Once an estate planning operative for only the rich and famous, trusts are commonly used today to facilitate estate planning for everyone. While empty-nesters downsize and seek out residences that are more maintenance free—such as co-ops or condos—they are also seeking to create an estate plan that insures a distribution of their assets with minimum tax consequences. Accordingly, co-op boards are increasingly faced with requests to approve transfer of ownership of co-op apartments to trusts. What are the ramifications of such transfers, and what should a board do when faced with such a request?
Generally, the co-op is at no greater risk with a trust as a shareholder than it would be with an individual. Therefore, there normally is no legal reason for a board to reject a requested transfer. However, a review of relevant documentation by counsel—as well as the reasons prompting the proposed transfer—is prudent to insure that there are no unusual issues raised with regard to the transfer of the cooperative’s stock shares to the trust.
Obviously, the trust instrument itself should be reviewed. It is appropriate to require the shareholder requesting the transfer to bear the burden of paying the co-op’s legal fees incurred in reviewing the necessary documentation associated with the requested transfer to the trust.
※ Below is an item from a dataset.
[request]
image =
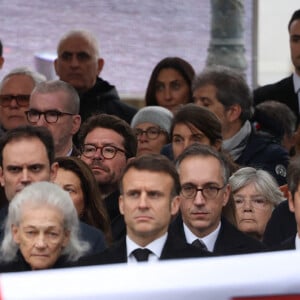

Some trusts are such that the shareholder reserves the right to use the cooperative apartment for a fixed number of years.
In order to insure that an apartment is occupied only by the initially approved shareholder (the grantor to the trust) and his or her immediate family after the shares are transferred to the trust, the board should require the shareholder and his or her trustees to execute an occupancy agreement stipulating that the grantor and the grantor’s immediate family will be the sole occupants of the apartment throughout the term of the trust.
Furthermore, to insure that maintenance payments and assessment charges are made during the term of the trust, prior to approving any transfer to a trust, the board should seek a personal guarantee of the proprietary lease obligations by the grantor.